I grew up in small cities and was basically alone with my hobby. But a friend had a parent that owned an optometrist shop that was interested in using computers for their day-to-day operations. I was asked to write a program to handle the shop’s inventory and sales. The task was interesting, but I had no idea how any shop, let alone this particular one, handles their business. I agreed to build a prototype and work from there.

I knew that this project was bigger and more ambitious than any hobby project of my own before, but it was programming after all – how hard could it be?

My plan was to do two things in parallel: Buy and read a book about real software development with BASIC and try to sketch out the application as as “coded paper prototype”.

The book turned out to be the confessions of a frustrated software developer that basically assured the reader on every page that BASIC was not dead and appended dozens of pages with code listings to every chapter.
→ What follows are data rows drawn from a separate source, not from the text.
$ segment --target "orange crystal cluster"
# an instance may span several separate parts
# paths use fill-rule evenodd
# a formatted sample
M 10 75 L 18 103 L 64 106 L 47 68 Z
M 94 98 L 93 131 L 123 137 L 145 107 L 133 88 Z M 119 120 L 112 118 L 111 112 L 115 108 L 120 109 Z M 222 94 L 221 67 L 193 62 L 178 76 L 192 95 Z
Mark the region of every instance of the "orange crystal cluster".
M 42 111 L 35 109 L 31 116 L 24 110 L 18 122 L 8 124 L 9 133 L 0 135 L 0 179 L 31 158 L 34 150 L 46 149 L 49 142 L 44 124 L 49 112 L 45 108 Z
There was probably a lot of wisdom in this book, too, but it missed me by miles.

The sketch of the application began with a menu of all the things I thought would be necessary, like “inventory” or “sales process”. I also included an “Extras” menu and one thing in the menu should be a decent screen saver. Back in those days, the CRT monitors suffered from burn-in if the same image was shown for a long time and I figured that this application would run all day every day, so it seemed logical and important to have a screen saver that is automatically turned on after some period of inactivity.

Which presented itself as a really hard problem, because BASIC was essentially single-threaded (or at least it was to my knowledge back then) and I had to invent some construct that can perhaps be described as “obscure co-routines”. That was some fun programming!

After I solved the automatic activation of the screensaver functionality, I discovered that I could easily make the actual screensaver that gets shown a parameter. So I programmed not one, but several cool and innovative ASCII art screensavers that you could choose from in the extras menu. One screen saver was inspired by the snake game, another one was “colored blocks” that would appear and disappear to form a captivating mood picture.

That was the state of the application when my friend’s parent asked for a demo. I had:

  • No additional knowledge about application design
  • A menu of things I invested no second thought in
  • Several very cool screensavers that activated themselves automatically. Isn’t that great?

You can probably guess how that demo went. None of the things I had developed mattered in the slightest for the optometrist shop. My passion for my creation didn’t translate to the business very well.

I had worked intensively on this project. I hyperfocused on totally non-essential stuff and stayed mostly in my comfort zone, even if I felt as if I had made great progress.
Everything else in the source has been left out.